The snippet below defines the closure cum continuation. Some details have been removed to make it clearer.

function phaseContinuation(count, options, finalizer) {
  // Holds a list of the phase specs
  phases = [ ];
  return function(phase_data) {
    count--;
    phases[phases.length] = phase_data;
    if (count == 0) { finalizer(phases, options); }
  }
}

The finalizer is called when the last phase is loaded and is responsible for executing the job and rendering the output. The project is using Sammy.js for the page rendering. Again, some details were removed to focus on the point of the post.
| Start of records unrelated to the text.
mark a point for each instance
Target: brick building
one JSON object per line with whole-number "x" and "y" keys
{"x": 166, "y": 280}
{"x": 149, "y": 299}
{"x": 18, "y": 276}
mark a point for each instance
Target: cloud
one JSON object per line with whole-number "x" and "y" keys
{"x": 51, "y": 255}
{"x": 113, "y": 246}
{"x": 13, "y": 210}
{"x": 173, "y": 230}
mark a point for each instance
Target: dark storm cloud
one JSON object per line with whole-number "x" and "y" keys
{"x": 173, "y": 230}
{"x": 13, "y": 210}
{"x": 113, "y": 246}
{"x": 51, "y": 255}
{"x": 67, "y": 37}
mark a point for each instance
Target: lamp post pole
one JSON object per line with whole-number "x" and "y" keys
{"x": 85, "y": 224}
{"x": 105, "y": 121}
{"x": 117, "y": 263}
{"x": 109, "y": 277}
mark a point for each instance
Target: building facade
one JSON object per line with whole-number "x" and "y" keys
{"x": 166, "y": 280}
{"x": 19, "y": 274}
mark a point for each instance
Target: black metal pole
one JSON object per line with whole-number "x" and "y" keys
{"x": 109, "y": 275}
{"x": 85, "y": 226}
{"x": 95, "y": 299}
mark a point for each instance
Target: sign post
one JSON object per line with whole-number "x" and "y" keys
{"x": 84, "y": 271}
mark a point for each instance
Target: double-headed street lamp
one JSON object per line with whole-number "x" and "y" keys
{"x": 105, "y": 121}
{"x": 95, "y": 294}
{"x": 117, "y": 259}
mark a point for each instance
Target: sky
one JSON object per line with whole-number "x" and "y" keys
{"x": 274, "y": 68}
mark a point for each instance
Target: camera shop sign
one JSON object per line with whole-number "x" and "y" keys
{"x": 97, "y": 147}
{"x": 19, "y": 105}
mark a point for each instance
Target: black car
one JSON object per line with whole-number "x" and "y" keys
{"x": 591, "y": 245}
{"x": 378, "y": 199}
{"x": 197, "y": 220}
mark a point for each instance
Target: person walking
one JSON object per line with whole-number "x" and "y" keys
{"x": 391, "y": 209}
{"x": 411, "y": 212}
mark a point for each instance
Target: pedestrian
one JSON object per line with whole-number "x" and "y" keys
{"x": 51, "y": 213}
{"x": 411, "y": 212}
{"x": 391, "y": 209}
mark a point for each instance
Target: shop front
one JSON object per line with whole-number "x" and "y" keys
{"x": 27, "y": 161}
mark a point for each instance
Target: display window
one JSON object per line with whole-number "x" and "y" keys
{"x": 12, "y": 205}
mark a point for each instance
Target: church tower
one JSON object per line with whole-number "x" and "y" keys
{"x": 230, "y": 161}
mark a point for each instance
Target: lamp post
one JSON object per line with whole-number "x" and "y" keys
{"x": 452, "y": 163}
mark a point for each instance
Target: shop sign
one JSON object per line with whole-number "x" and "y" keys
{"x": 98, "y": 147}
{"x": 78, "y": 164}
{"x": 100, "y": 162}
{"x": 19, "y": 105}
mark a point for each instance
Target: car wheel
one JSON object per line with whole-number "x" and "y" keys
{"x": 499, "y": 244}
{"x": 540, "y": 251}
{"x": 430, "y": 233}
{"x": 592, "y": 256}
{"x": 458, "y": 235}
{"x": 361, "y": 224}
<pre>function runPhases(phases, options) {
  bucket = options['bucket']
  context = options['context']
  var mapper = new RiakMapper(Rekon.client, bucket);
  phases.map(function(p) { mapper.map(p) });

  mapper.run(null, function(status, list, xmlrequest) {
    keyRows = list.map(function(val) { return {value:val} });
    context.renderEach('key-mr.html.template', keyRows)
      .replace('#keys tbody')
      .then(function(){ searchable('#bucket table tbody tr'); })
  });
}</pre>

The actual execution then is as simple as calling a map on a list. This triggers all the GET requests, and everything else is  handled by the closure. Pretty cool!

<pre>options = {bucket:name,context:context};
continuation = phaseContinuation(raw_phases.length, options, runPhases);
raw_phases.map(function(p) {
  phase_url = Rekon.riakUrl('rekon.jobs/'+p);
  jQuery.get(phase_url, continuation);
});</pre>

The lesson here is that functional paradigms have tangible benefits. Not only is the structure of the code very simple, but all variables are appropriately scoped within the application.

N.B. The example doesn’t handle ordering of the phases, but this is accomplished easily enough.